Moçambique e Itália vão reforçar a cooperação nas áreas das alterações climáticas, gestão sustentável das florestas, recursos hídricos, energias renováveis, segundo um acordo assinado hoje, com aquele país europeu a ajudar no alcance dos objetivos de desenvolvimento sustentável.
O embaixador italiano, Gabriele Annis, disse, após a assinatura do memorando, em Maputo, na reunião nacional de sementes e do ‘workshop’ sobre sistemas agroflorestais em Moçambique, que o acordo estabelece “um quadro jurídico e político” que vai “instaurar uma cooperação muito profícua e muito intensa” entre os dois países.
O acordo foi assinado entre os ministérios da Agricultura, Ambiente e Pescas moçambicano e o do Ambiente e da Segurança Energética italiano, visando estabelecer um quadro de cooperação de cinco anos alinhado com os Objetivos de Desenvolvimento Sustentável (ODS) das Nações Unidas e com os compromissos internacionais assumidos pelos dois países em matéria ambiental, conforme o memorando, a que a Lusa teve acesso.
No documento prevê-se, entre outras iniciativas, o desenvolvimento de medidas de mitigação e adaptação às alterações climáticas, a promoção da gestão sustentável dos solos e das florestas, a transferência de tecnologias no setor das energias renováveis, além do reforço das capacidades institucionais e a mobilização conjunta de financiamento junto de organizações internacionais.

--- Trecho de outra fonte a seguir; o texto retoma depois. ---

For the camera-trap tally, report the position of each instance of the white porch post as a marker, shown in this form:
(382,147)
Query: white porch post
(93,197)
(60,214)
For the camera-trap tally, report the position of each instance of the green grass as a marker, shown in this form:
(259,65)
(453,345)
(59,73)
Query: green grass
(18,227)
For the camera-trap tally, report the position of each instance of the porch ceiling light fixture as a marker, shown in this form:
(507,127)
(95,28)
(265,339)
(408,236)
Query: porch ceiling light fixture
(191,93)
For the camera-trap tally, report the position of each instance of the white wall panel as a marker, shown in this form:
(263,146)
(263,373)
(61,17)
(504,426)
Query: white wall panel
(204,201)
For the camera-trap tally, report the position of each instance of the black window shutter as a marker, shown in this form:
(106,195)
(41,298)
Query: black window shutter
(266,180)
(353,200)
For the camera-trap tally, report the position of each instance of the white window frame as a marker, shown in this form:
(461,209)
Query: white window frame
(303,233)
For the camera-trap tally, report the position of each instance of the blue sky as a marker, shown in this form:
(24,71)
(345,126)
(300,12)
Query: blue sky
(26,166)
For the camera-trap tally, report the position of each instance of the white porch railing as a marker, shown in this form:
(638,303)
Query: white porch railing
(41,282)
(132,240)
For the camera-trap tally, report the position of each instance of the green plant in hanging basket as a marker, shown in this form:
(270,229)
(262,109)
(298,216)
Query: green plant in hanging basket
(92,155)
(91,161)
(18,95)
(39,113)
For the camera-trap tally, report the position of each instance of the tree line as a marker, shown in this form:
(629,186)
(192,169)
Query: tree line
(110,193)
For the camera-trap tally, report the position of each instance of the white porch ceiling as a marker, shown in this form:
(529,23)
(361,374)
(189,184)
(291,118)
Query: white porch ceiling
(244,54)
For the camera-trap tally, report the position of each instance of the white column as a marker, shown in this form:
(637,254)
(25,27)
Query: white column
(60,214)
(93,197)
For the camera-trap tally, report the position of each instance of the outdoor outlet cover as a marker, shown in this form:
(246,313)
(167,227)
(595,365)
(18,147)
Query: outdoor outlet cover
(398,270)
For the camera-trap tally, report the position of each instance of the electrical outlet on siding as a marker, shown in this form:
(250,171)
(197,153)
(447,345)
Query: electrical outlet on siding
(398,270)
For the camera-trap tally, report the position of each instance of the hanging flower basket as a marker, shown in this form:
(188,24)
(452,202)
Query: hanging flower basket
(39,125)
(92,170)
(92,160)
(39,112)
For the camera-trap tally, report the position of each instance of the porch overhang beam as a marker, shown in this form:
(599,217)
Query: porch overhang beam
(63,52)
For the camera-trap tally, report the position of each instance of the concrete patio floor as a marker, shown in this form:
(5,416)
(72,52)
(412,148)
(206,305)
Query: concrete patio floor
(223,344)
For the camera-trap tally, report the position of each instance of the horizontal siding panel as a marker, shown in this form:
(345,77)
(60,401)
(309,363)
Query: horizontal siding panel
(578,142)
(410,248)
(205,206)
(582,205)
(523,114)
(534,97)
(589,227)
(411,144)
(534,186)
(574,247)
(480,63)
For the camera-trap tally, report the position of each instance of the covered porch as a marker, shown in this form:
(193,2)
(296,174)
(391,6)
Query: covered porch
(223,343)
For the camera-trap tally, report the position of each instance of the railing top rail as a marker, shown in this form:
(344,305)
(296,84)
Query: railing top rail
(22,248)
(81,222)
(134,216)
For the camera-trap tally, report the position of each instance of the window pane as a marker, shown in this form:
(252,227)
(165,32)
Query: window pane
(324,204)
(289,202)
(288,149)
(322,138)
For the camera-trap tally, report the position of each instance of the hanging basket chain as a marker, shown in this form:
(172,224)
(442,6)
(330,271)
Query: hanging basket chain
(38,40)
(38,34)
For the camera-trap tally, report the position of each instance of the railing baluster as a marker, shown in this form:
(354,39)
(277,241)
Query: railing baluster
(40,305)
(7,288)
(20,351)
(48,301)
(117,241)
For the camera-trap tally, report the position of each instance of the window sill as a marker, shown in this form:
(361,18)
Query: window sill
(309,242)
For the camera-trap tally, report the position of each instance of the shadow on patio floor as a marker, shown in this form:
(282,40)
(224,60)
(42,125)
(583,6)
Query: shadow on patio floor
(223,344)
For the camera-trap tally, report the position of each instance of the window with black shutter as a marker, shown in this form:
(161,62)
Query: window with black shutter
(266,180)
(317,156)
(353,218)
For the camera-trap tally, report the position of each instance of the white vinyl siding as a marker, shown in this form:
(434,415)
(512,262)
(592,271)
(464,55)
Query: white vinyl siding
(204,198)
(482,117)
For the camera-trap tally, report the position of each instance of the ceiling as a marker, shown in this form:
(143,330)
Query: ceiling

Para Gabriele Annis, a assinatura do acordo reforça o compromisso comum entre as partes e marca o início de uma nova fase de cooperação bilateral entre Itália e Moçambique no domínio do desenvolvimento sustentável.
“Mais do que um ato formal, representa a vontade partilhada de transformar uma visão estratégica em iniciativas concretas, mobilizando instituições, comunidade científica, setor privado e sociedade civil, para enfrentar conjuntamente os desafios das alterações climáticas da conservação da biodiversidade e da gestão sustentável dos recursos naturais”, referiu.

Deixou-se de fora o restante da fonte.